Childishness and Satire

The accusation of childishness on the part of atheists, except in a few cases, is hardly justified. Living as we do in majority-theistic nations, we cannot afford it. (Justified anger at the overreach and abuses of religion is not childishness, nor even is mockery of the absurd.) On the other hand, very many theists, particularly fundamentalist Christians and Muslims, throw the most terrible temper tantrums when they perceive an insult or fail to get their way. Mark Muhammad’s pogroms of Jews who would not convert to Islam and Martin Luther’s resentment that the Jews of Europe would not join his new church. The latter wrote a vile tract called On the Jews and Their Lies, which informed German anti-Semitism for many centuries, and Hitler cited him as a ‘great statesman and reformer’ in Mein Kampf. Note also that both of them, like violently disposed children, took their frustrations out on those weaker.

They anticipate accusations of hypocrisy in failing to live by what they just said, which they rebut by saying, “It’s our show!” I recognize their right to behave as they like on their show and would never dispute it. Nevertheless, if they are not obliged to follow their own advice, then I am much less obliged to follow it, for they, not I, decided it was worth saying. Besides, subtle and even overt mockery and satire have their places even in rational discourse; the alert reader may notice many instances in which I have used it in this very article.

Conclusion

The Three Mormons are obviously well-intentioned but severely misinformed, not only about atheism, but about science as well. They know neither physics nor biology nor the nature of evidence; such ignorance fits one passing well for a religion. They were raised and conditioned from birth to associate good feelings with Mormonism, or else the salesmanship of missionaries persuaded them. They will defend it any way they can, even reaching for such ridiculous things as the luminiferous aether.

It would have behooved them to have done better research on the subjects about which they spoke. To be sure, such a thing would have set them apart from most professors of religion, who trade in confident yet void affirmations of utter nonsense. As it is, however, they fit the pattern.

They appear to be friendly disposed toward atheists, although their holy texts hate them and take sadistic glee in their ruination.

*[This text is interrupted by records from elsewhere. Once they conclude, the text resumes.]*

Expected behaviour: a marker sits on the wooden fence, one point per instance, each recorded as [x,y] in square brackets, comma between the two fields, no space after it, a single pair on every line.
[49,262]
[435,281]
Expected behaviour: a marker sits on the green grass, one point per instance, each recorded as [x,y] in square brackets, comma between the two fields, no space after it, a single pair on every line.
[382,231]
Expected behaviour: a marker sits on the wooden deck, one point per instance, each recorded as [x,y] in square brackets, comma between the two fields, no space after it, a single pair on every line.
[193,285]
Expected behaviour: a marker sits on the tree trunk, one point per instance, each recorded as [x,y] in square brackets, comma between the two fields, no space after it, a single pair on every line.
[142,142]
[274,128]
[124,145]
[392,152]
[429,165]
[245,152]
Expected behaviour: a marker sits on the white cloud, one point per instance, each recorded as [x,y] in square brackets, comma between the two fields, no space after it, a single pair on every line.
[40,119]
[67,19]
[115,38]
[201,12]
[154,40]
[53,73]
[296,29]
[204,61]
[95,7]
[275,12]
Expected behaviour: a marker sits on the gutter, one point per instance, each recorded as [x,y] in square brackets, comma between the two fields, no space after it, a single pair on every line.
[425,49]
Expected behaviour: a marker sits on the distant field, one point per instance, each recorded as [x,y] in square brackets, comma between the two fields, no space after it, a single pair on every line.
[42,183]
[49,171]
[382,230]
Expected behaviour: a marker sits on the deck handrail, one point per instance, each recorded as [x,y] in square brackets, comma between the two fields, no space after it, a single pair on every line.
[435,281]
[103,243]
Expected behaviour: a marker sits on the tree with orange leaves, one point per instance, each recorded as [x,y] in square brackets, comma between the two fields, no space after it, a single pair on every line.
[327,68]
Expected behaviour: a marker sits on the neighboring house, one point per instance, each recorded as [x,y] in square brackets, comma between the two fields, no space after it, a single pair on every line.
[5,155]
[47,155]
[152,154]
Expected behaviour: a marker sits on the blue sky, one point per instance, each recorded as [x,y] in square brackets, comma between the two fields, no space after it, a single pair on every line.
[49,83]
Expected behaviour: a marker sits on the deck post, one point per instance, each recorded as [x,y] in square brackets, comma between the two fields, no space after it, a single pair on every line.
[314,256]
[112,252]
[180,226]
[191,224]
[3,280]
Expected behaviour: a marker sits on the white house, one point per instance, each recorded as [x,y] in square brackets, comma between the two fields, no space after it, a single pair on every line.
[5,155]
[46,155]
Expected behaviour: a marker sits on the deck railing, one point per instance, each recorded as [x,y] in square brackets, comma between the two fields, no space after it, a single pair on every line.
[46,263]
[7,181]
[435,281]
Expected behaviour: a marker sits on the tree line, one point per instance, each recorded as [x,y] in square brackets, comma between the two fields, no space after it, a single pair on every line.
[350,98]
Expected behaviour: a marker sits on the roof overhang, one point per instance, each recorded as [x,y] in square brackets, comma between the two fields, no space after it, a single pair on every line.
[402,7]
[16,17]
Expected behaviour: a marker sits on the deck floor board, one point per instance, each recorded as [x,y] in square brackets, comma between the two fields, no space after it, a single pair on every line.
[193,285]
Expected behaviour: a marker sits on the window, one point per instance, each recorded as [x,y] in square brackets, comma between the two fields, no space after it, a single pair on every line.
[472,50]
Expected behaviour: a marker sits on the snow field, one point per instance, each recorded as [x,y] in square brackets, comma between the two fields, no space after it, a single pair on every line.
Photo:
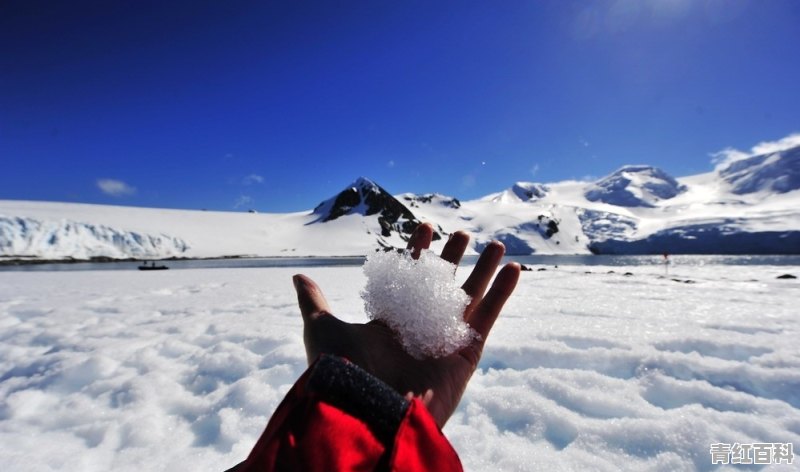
[583,371]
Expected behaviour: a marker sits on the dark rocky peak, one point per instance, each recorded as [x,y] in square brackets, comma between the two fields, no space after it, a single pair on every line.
[365,197]
[527,191]
[777,172]
[635,186]
[414,201]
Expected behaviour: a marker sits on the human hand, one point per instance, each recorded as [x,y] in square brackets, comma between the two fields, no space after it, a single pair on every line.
[373,346]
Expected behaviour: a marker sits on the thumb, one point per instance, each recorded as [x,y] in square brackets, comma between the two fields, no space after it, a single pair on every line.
[309,297]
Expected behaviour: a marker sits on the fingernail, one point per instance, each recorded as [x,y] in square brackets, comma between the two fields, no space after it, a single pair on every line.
[297,282]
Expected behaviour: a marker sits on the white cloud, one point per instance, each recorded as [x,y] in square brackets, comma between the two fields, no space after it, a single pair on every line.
[728,155]
[252,179]
[115,188]
[243,201]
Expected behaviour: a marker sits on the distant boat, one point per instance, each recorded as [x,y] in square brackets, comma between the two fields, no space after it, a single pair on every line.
[153,266]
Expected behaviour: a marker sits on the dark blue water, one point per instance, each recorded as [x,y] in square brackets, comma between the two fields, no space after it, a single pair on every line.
[534,261]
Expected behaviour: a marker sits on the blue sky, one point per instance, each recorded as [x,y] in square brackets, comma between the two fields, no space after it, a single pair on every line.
[276,105]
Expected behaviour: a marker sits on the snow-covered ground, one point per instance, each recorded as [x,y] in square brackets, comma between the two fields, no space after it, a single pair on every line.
[180,370]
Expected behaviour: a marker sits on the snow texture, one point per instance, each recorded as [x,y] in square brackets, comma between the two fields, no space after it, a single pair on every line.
[180,370]
[419,300]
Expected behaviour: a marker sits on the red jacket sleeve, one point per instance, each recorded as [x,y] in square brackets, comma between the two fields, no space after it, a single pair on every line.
[339,417]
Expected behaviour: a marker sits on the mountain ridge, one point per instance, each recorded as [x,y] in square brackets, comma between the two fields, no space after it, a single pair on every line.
[751,205]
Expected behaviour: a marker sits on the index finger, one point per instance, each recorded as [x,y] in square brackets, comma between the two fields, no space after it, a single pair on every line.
[482,318]
[420,239]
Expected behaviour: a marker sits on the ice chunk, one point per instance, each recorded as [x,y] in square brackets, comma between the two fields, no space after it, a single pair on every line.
[419,300]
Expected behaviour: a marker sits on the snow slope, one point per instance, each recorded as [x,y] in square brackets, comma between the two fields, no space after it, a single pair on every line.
[180,370]
[749,205]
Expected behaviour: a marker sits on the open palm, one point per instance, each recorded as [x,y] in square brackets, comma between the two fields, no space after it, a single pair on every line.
[374,347]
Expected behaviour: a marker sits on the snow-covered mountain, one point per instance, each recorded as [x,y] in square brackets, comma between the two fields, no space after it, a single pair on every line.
[634,186]
[749,205]
[366,198]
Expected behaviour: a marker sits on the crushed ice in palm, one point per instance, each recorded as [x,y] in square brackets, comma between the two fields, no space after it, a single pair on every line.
[419,300]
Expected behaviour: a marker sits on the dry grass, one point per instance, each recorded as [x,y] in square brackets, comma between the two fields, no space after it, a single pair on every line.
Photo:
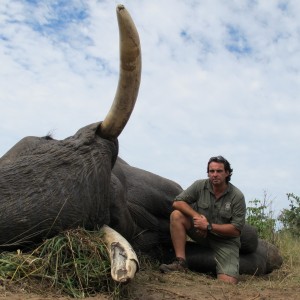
[76,263]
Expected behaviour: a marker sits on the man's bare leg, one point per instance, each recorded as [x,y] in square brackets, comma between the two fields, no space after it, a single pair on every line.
[178,227]
[227,278]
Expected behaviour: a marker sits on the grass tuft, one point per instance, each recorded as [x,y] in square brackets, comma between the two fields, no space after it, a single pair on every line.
[76,262]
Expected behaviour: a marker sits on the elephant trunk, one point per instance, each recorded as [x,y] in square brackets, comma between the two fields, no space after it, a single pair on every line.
[129,78]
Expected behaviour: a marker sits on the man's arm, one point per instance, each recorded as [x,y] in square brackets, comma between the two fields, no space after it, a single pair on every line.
[221,229]
[185,208]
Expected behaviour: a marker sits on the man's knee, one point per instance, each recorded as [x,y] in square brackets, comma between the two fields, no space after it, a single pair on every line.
[178,217]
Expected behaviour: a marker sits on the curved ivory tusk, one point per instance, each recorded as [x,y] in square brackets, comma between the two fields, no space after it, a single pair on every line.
[129,78]
[124,262]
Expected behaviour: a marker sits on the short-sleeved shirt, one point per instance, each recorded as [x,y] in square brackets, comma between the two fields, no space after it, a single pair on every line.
[230,208]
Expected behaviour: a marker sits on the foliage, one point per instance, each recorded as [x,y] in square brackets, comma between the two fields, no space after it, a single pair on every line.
[260,215]
[75,262]
[290,218]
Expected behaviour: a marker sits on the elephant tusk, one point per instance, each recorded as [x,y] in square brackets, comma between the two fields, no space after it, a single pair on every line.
[129,77]
[124,262]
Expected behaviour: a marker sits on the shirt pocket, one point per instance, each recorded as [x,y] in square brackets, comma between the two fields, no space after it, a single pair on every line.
[203,208]
[225,216]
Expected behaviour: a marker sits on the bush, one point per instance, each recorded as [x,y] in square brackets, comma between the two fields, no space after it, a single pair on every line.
[260,216]
[290,218]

Their mangling of facts about atheism is calculated (either by themselves or by whomever taught them) to make it appear ridiculous, undercutting any good-will that they have. They would have done well to have an actual atheist speak on atheism. (Mr Trimble says that they would have, but they found no interest.)

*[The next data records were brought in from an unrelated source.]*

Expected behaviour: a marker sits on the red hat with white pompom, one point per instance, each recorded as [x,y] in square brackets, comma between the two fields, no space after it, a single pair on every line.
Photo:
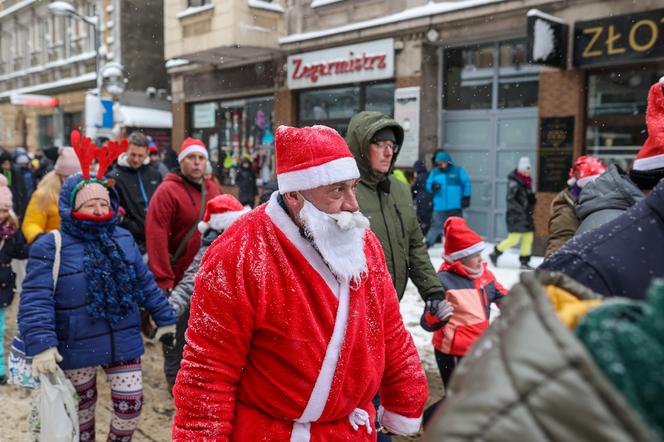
[311,157]
[220,212]
[648,168]
[191,145]
[6,200]
[585,170]
[460,240]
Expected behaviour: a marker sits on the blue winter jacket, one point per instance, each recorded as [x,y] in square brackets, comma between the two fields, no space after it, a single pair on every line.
[622,257]
[60,320]
[454,185]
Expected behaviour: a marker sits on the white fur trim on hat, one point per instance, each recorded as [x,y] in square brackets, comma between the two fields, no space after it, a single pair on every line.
[459,254]
[198,148]
[649,163]
[581,182]
[221,221]
[335,171]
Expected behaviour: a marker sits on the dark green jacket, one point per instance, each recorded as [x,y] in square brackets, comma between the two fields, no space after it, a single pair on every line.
[388,204]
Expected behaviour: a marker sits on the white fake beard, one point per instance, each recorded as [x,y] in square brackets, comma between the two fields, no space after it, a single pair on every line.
[339,239]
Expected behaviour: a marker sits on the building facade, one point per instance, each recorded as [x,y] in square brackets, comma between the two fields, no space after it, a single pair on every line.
[54,57]
[456,74]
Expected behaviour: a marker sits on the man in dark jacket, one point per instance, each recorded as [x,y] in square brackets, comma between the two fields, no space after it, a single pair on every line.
[621,257]
[423,198]
[374,139]
[605,199]
[519,217]
[245,181]
[136,182]
[16,184]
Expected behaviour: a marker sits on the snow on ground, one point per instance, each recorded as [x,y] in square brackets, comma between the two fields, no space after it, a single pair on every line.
[412,305]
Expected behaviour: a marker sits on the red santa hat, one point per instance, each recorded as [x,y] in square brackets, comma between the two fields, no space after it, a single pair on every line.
[191,145]
[585,170]
[220,212]
[6,201]
[460,240]
[311,157]
[648,168]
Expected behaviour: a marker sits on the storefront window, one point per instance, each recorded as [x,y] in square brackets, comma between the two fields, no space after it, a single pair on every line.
[334,107]
[471,73]
[236,129]
[616,108]
[468,77]
[73,121]
[517,80]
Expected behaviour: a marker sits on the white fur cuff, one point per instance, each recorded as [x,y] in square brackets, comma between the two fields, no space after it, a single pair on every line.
[398,424]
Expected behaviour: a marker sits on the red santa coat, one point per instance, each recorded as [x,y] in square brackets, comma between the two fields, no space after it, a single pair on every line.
[278,350]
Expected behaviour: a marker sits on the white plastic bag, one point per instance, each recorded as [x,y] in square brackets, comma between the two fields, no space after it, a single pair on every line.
[54,416]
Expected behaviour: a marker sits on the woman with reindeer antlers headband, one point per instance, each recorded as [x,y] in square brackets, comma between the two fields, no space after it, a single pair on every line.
[82,292]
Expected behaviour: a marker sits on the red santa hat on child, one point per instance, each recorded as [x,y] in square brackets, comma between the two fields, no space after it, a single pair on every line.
[220,212]
[648,168]
[311,157]
[585,170]
[460,240]
[191,145]
[6,201]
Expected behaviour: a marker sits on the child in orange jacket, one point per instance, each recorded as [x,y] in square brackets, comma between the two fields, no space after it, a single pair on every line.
[470,288]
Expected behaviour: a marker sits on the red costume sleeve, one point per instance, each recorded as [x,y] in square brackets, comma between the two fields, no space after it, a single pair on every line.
[403,390]
[218,338]
[157,234]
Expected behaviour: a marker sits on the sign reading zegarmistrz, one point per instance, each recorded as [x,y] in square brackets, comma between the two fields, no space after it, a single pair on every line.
[355,63]
[618,39]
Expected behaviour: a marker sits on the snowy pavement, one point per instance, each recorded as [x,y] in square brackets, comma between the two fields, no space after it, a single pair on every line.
[412,305]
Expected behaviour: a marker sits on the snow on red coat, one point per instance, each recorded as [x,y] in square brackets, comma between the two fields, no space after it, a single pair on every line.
[471,299]
[267,316]
[173,210]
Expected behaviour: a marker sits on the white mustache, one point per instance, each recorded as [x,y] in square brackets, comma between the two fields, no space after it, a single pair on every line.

The Three Mormons make confident pronouncements on things of which they know nothing, as all religionists do, but there is a unique Mormon tint to it. Their reactions to opposite points of view are enlightening, being examples of Mormons encountering atheism “in the wild”. They are full of regurgitated propaganda and junk science, not to mention apologetics that only carry weight if one believes in Mormonism already. It is devoid of entertaining fire-and-brimstone preaching, but their bungling of science provides some laughs. Apart from that, their video is rather banal; only well-informed Mormon-watchers would find it edifying.